She bit her lip. “Okay, maybe I see your point. But I’d still like you to come to the show.”

Her voice was so sweet, earnest—and now he felt bad for bringing it up, because he’d
probably disappoint her. “It’ll depend on my work, if I’m in Miami or out of town. But we’ll
see, kitten.”

She stayed quiet, and he felt like he’d disappointed her already. He shouldn’t have said
anything—he’d just been curious about her pottery. But it probably was a bad idea. For a lot of
reasons.

“Speaking of ten years ago,” she began, sounding cautious, “there’ssomething I always wondered about you.”

Given that Kat didn’t usually lead into questions with so much—if any—care, he couldn’t
imagine what was to come. “What’s that?”

Peering down, he couldn’t mistake the concern in her eyes. “Why did you live with your
grandpa? I mean what about your parents?”

Even now, all these years later, something inside him tensed when someone mentioned his
parents. He hated that he still didn’t have full control over that. And anyone else in the world, at any other time or place—he’d probably tell them it was none of their damn business. But he’d
pried about as deeply into Kat’s personal life as he could over the past days, and they’d shared
some pretty close, profound moments, so a sense of decency prevented him from trying to
withhold the information.

“They left us,” he said simply. And he’d tried to look her in the eye as he said it, but had failed,
instead finding his gaze stuck on an old coconut hull in the sand a few yards away.

Next to him, Kat stayed quiet for a moment, and he felt her fresh horror. “Left you?” she finally
asked.

He swallowed back the old bitterness and sense of abandonment. “Yeah,” he said. “When I
was eight, my dad took off—just went out one night and never came back. He was always saying how much he hated me and Bruno, so I guess he decided he’d had enough. And it was
good in a way, because at least we didn’t have to listen to the two of them screaming and
threatening each other anymore.”

“Threatening?” she whispered.

Get ready for some real horror, kitten. She’d asked—and he didn’t see any reason to sugarcoat
it. “They were always waving something around while they screamed. A knife from the
kitchen, an empty whiskey bottle, one time a hammer. Always saying they were gonna kill each
other, bash each other’s heads in, great stuff like that.”

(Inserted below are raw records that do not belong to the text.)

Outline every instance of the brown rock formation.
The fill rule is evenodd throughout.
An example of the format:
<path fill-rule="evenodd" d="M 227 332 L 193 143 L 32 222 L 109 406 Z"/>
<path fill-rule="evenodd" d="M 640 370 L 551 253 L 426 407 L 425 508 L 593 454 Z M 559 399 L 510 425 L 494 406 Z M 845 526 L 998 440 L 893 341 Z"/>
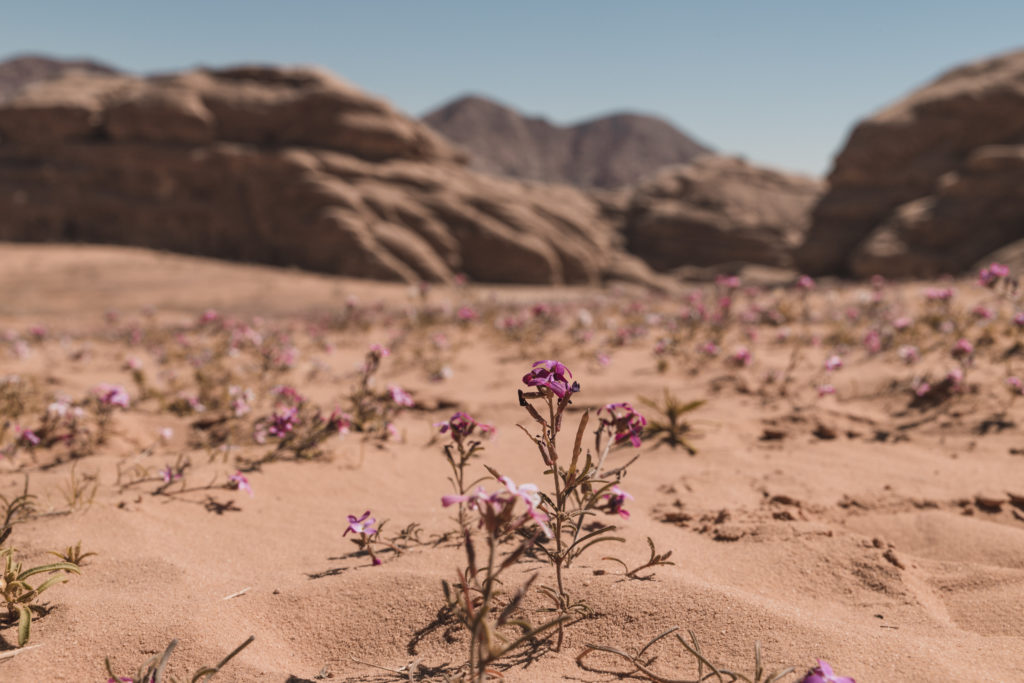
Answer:
<path fill-rule="evenodd" d="M 586 195 L 467 169 L 426 125 L 311 69 L 32 84 L 0 106 L 0 239 L 387 280 L 655 280 Z"/>
<path fill-rule="evenodd" d="M 617 187 L 708 152 L 665 121 L 634 114 L 560 127 L 463 97 L 423 120 L 468 150 L 481 171 L 582 186 Z"/>
<path fill-rule="evenodd" d="M 39 81 L 51 81 L 72 71 L 93 74 L 116 74 L 117 70 L 89 59 L 53 59 L 27 54 L 0 61 L 0 102 L 15 92 Z"/>
<path fill-rule="evenodd" d="M 821 195 L 819 180 L 705 156 L 641 182 L 627 209 L 627 248 L 652 267 L 792 265 Z"/>
<path fill-rule="evenodd" d="M 929 276 L 1024 238 L 1024 51 L 949 72 L 860 123 L 798 263 Z"/>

Her palm pressed warm against his chest, a sweet comfort—yet he wondered if his heart was beating faster than normal and if she felt it. He’d never liked letting anyone see his weaknesses.
And maybe Kat had seen more than most people this week, but this was different. This ran
deep.

“At any rate,” he went on, “my mom held us responsible for making Dad leave. Hell, you’d
think she’d have been glad, but instead it just meant she had to work to keep us fed, something
she wasn’t real into. Sometimes...” She locked us in the bathroom when she left the house. He
could still see the old mildewed wall above the tub, the rust stain around the drain, the little window that had been painted shut, and even when Bruno had pried it open one time, they still couldn’t get out. Not even a fan in there, and it had been hotter than hell on a south Florida
summer afternoon. They’d dripped sweat, started taking turns in the shower, had once run
water and both just sat in the tub, Bruno at one end, Brock at the other, curled up in naked little
balls, trying to talk about baseball and school and their friends like it was a normal Saturday.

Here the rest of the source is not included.